We must explicitly protect our Russian-doll nested survival vehicles: communities, cities, nations, all the way up to the whole planetary biosphere. Our coop-cop policies must prevent us, or others, from gaining by harming any of those. Evolution teaches that without these, collective collapse awaits. 

Instead, sadly, current capitalism too often mimics the logic of cancer — unconstrained greed-is-good games have metastasized throughout our body politic. And economists routinely call behaviors “rational” that produce predictably collectively painful or bad outcomes, and which evolution would suppress (like the sado-capitalist backfiring “rationality” that counsels against cooperating in “prisoner’s dilemmas,” or greedy co-suicidal tactics in “tragedy of the commons” cases, which the political scientist Elinor Ostrom showed are solved easily in many cultures not ruled by the ideas of economists).  

In one way, all this should be obvious — ever been on a team? And this logic pattern has been expressed in many ways; in Tocqueville’s “Democracy in America,” which has a chapter called “How the Americans Combat Individualism by the Principle of Interest Rightly Understood.” Despite our ambient certainty that it is natural, Tocqueville describes individualism as a newfangled phenomenon. The word “individualism” itself entered the English language largely through translations of his work. Somehow, our leaders are educated into the error of dangerously discounting this “enlightened self-interest” (also a term Tocqueville invented). 
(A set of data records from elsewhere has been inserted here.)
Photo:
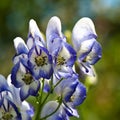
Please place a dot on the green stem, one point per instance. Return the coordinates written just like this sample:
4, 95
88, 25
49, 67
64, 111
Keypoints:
39, 100
40, 103
60, 102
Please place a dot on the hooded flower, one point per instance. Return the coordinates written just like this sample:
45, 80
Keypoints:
22, 78
62, 53
11, 107
84, 42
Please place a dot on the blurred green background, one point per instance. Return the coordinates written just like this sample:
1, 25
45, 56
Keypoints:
103, 99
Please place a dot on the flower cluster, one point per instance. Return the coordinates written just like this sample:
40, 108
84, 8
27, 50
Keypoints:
50, 66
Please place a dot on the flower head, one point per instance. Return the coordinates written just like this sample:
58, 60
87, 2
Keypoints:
84, 42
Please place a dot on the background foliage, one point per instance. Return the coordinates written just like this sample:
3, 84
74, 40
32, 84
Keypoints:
103, 100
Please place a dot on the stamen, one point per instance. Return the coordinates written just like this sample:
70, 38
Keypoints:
60, 60
27, 78
41, 60
6, 116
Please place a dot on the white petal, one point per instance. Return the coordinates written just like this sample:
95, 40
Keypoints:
54, 26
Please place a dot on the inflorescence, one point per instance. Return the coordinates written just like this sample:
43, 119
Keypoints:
51, 70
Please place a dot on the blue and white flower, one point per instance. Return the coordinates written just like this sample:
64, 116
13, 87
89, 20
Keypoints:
62, 53
11, 107
35, 36
22, 78
40, 62
84, 42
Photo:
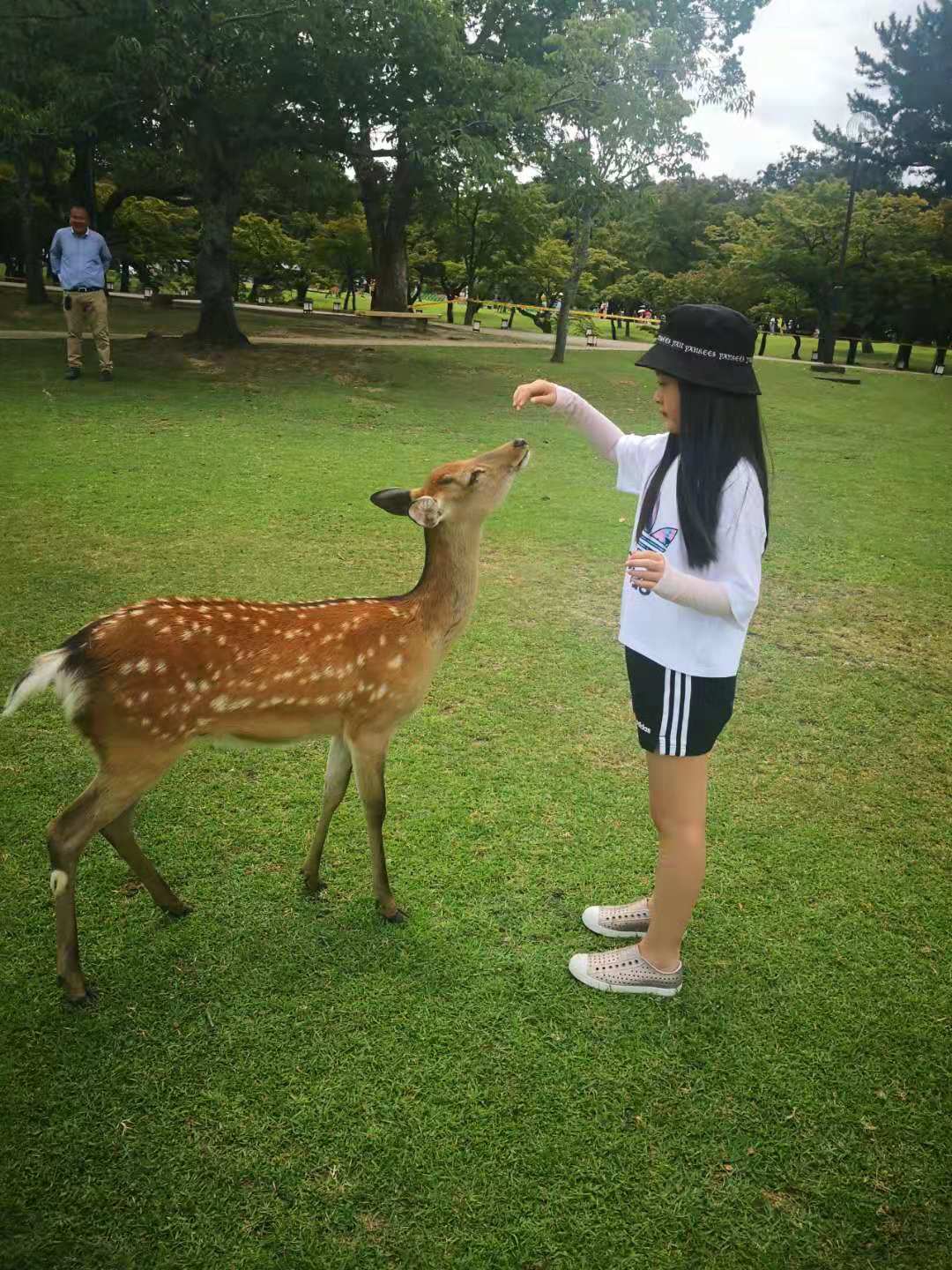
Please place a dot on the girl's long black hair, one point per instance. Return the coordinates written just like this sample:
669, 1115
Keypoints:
718, 430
It is in no one’s real interest to weaken or wreck what they (or their descendants) need to survive. This can be spelled out in 15 words, and could be called “needism”: Know your needs. Don’t damage what supplies them. Don’t let others either — or you’re doomed. Cultures either heed the logic of needism, or they perish.

Much popularization work remains to put newer evolutionary lessons on par with pop-science selfish-gene logic. But billions of years of harsh testing have taught all living systems to suppress certain sorts of disruptive selfishness. Economists should reflect long and hard on why the systems they study would be any exception. These yet unnamed natural law patterns limit even what evolution can sustain. 

It’s time we hired the other invisible hand explicitly to support the common good. And we need coop-cop regulations of selfishness at every level to avoid parts harming their needed wholes. Otherwise, harsh karma awaits as our co-fate for allowing a plague of parasitic plutocratic plundering.